Pneumonia is an infection affecting part of the lungs. This disease is the leading cause of death in children under 5 years of age according to the World Health Organization (WHO). In fact, approximately 1.4 million children die of pneumonia each year.
To detect this disease, doctors perform a physical examination on patients with symptoms. They then perform a chest x-ray and make a diagnosis. However, in third-world countries, the tools needed to diagnose this disease are scarce and diagnoses are therefore often inaccurate.
The objective of this case study is therefore to help doctors to have a faster and more accurate diagnosis. Today, data collection is standardized but diagnostic applications are rare in the medical field. The interest is to develop an automated system using artificial intelligence, where Saimple, a tool developed by Numalis, would allow health professionals to understand the origin of the model's clinical decision.
This case study uses a dataset from a Kaggle competition:
https://www.kaggle.com/datasets/paultimothymooney/chest-xray-pneumonia
This dataset contains about 6000 images of chest radiographs of children under 5 years old. The images are labeled according to two classes "NORMAL" and "PNEUMONIA".
It should be noted that in a radiograph, clarity corresponds to the black color and opacity to the white color.

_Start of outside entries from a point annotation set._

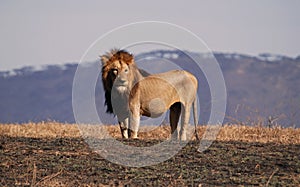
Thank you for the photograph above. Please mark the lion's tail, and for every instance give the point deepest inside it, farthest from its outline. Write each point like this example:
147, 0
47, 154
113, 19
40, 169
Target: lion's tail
195, 114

It is important to remember that pneumonia is detected on a chest x-ray when an abnormal accumulation of fluid in the lungs is visible. To identify it, look for areas of opacity, specifically in the lung parenchyma (functional tissue of the lung). For example, in the x-rays below, the one on the right shows that water has accumulated in one of the lungs, while the one on the left does not.
Before starting the analysis, it is important to visualize the proportion of images in each class and in each dataset.
The above graphs show that the "PNEUMONIA" class is over-represented in the training and test sets. This seems consistent since, in reality, before performing a chest X-ray, the patient presents, most of the time, symptoms which increase the probability that the patient is sick. Yet, to improve the training of the model, we need to have a balanced training set, i.e., the same number of images for each class.
In order to balance the dataset, we will use data augmentation, which is an effective technique to increase the number of images in the underrepresented class. To do this, several images from the underrepresented class are selected and will be transformed to create new images.
The transformation can correspond to:
- Rotate the image randomly,
- Resize vertically or horizontally,
- Crop the image,
- Zooming,
- Fill in pixels (i.e. fill in missing spaces in the resized image).
However, in reality, the images must meet medical quality criteria:
- Symmetry,
- Penetrance,
- Centering,
- Deep inspiration and clearance of the scapulae.
Thus, it is possible to determine that image rotation is not included in the data augmentation.
The four X-rays below are an example of data augmentation.
Indeed, from a single image, four new ones have been generated by cropping and filling the pixels of the missing areas.
For this case study, the prediction model is a convolutional neural network. It is a particular type of neural network used to process image data. The output value of this model is the probability of belonging to a class ("NORMAL" or "PNEUMONIA").
Both radiographs were well predicted: the radiograph of the healthy patient was predicted as "normal" and the radiograph of the patient with pneumonia was predicted as "pneumonia". A question then arises: what features of the image allowed the model to predict correctly?
Saimple is a neural network analysis tool offering the possibility to automatically measure and extract robustness and explainability elements of models. In this use case, Saimple allows identifying the areas of the image that were important in the prediction of the model and thus make it more understandable for health professionals.
Before the Saimple tool can be used, it is necessary to resize the input images of the model. As can be seen below, in order to standardize the size of the radiographs, the radiograph has been resized and this transformation can be easily visualized.